The methods of RowParser are:

def parse(header: Header)(w: String): Try[Row]

def parseIndexed(header: Header)(indexedRow: (Input, Int)): Try[Row]

def parseHeader(w: String): Try[Header]

The parseIndexed method is useful when we care about the sequential aspect of the input. This is particularly important if strings are allowed to spread over newlines (as in the Airbnb dataset).

LineParser

The LineParser takes five parameters: two regexes, a String and two Chars. These define, respectively, the delimiter regex, the string regex, list enclosures, the list separator, and the quote character. Rather than invoke the constructor directly, it is easier to invoke the companion object's apply method, which takes a single implicit parameter: a RowConfig. Two consecutive quote characters, within a quoted string, will be parsed as a single quote character. The LineParser constructor will perform some basic checks that its parameters are consistent.

StringsParser

StringsParser is a trait which defines an alternative mechanism for converting a line of text to a Row. As with the RowParser, Row is a parametric type which is context-bound to CellParser. StringsParser is useful when the individual columns have already been split into elements of a sequence. Typically, the StandardStringsParser is used.

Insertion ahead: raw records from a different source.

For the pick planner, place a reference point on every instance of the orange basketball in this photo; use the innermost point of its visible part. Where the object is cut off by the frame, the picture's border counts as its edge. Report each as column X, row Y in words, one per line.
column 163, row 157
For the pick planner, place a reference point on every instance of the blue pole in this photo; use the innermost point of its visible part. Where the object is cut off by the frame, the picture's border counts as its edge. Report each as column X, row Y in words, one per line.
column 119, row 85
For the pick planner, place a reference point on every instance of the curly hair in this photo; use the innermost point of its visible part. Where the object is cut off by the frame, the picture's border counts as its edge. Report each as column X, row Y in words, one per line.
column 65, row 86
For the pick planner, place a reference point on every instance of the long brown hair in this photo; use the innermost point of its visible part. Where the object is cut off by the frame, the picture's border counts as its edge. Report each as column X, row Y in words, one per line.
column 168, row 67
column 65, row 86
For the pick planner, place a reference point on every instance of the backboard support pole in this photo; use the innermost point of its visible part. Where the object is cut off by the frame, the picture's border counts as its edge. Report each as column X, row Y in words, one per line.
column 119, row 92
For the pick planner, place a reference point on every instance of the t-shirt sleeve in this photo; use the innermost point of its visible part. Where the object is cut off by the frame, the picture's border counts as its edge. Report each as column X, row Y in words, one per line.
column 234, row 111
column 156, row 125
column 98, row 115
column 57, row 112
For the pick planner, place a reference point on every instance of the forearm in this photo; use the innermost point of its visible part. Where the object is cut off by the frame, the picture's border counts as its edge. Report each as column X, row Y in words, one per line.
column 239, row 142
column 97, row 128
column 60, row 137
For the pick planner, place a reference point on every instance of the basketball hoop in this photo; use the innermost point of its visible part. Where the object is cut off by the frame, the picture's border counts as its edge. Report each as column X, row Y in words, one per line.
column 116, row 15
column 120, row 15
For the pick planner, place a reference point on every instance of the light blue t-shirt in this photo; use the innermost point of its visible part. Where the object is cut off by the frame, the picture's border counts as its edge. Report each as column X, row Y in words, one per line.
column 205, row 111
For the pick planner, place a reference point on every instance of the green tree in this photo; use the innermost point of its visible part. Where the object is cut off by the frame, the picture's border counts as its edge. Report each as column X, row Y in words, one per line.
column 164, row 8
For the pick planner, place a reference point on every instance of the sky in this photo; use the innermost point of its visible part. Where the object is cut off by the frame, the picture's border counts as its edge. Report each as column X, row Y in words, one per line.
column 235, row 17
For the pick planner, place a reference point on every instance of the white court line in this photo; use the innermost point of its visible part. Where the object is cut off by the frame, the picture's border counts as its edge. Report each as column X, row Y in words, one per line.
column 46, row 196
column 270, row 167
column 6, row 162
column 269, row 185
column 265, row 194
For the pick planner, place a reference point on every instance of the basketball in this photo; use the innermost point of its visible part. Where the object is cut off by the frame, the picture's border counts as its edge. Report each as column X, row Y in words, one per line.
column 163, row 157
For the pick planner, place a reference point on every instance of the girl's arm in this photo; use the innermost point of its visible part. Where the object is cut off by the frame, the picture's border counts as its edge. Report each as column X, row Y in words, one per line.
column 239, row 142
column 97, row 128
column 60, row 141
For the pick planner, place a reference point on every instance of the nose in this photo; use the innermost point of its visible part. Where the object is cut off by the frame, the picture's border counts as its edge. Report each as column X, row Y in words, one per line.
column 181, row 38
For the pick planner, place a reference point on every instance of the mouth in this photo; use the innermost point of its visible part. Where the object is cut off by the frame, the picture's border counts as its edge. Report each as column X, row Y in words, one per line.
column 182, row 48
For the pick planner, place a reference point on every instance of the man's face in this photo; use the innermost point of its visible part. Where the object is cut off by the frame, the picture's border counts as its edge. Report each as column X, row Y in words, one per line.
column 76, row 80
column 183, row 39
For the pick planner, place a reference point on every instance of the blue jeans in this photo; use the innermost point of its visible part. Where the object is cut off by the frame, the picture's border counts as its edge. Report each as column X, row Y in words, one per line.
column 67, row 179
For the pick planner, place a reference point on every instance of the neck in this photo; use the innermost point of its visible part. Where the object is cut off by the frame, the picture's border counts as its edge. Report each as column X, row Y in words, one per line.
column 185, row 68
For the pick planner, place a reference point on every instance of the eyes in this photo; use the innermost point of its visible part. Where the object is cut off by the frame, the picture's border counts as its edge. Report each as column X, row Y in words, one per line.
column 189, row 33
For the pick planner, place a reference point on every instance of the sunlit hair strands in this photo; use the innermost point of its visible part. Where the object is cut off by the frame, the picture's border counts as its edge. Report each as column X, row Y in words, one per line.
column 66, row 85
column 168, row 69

The methods of StringsParser are:

def parse(ws: Seq[String])(header: Header): Try[Row]

def parseHeader(ws: Seq[String]): Try[Header]

CellParsers

There are a number of methods which return an instance of CellParser for various situations:

def rawRowCellParser: CellParser[RawRow]
def cellParserRepetition[P: CellParser : ColumnHelper](start: Int = 1): CellParser[Seq[P]]
def cellParserSeq[P: CellParser]: CellParser[Seq[P]]
def cellParserOption[P: CellParser]: CellParser[Option[P]]
lazy val cellParserOptionNonEmptyString: CellParser[Option[String]]
def cellParser[P: CellParser, T: ClassTag](construct: P => T): CellParser[T]
def cellParser1[P1: CellParser, T <: Product : ClassTag : ColumnHelper](construct: P1 => T, fields: Seq[String] = Nil): CellParser[T]
etc. through cellParser13...
def cellParser2Conditional[K: CellParser, P, T <: Product : ClassTag : ColumnHelper](construct: (K, P) => T, parsers: Map[K, CellParser[P]], fields: Seq[String] = Nil): CellParser[T]
def columnHelper[T](maybePrefix: Option[String], aliases: (String, String)*): ColumnHelper[T]
etc. including other ways to instantiate a ColumnHelper[T].

The methods of form cellParserN are the parsers that are used to parse into case classes. Ensure that you have the correct number for N: the number of fields/parameters in the case class you are instantiating. If you don't, the compiler, or your IDE, will warn you. In some situations, the reflection code is unable to get the field names in order (for example, when there are public lazy values). In such a case, add the second parameter to explicitly define the order of the field names. Normally, of course, you can leave this parameter unset.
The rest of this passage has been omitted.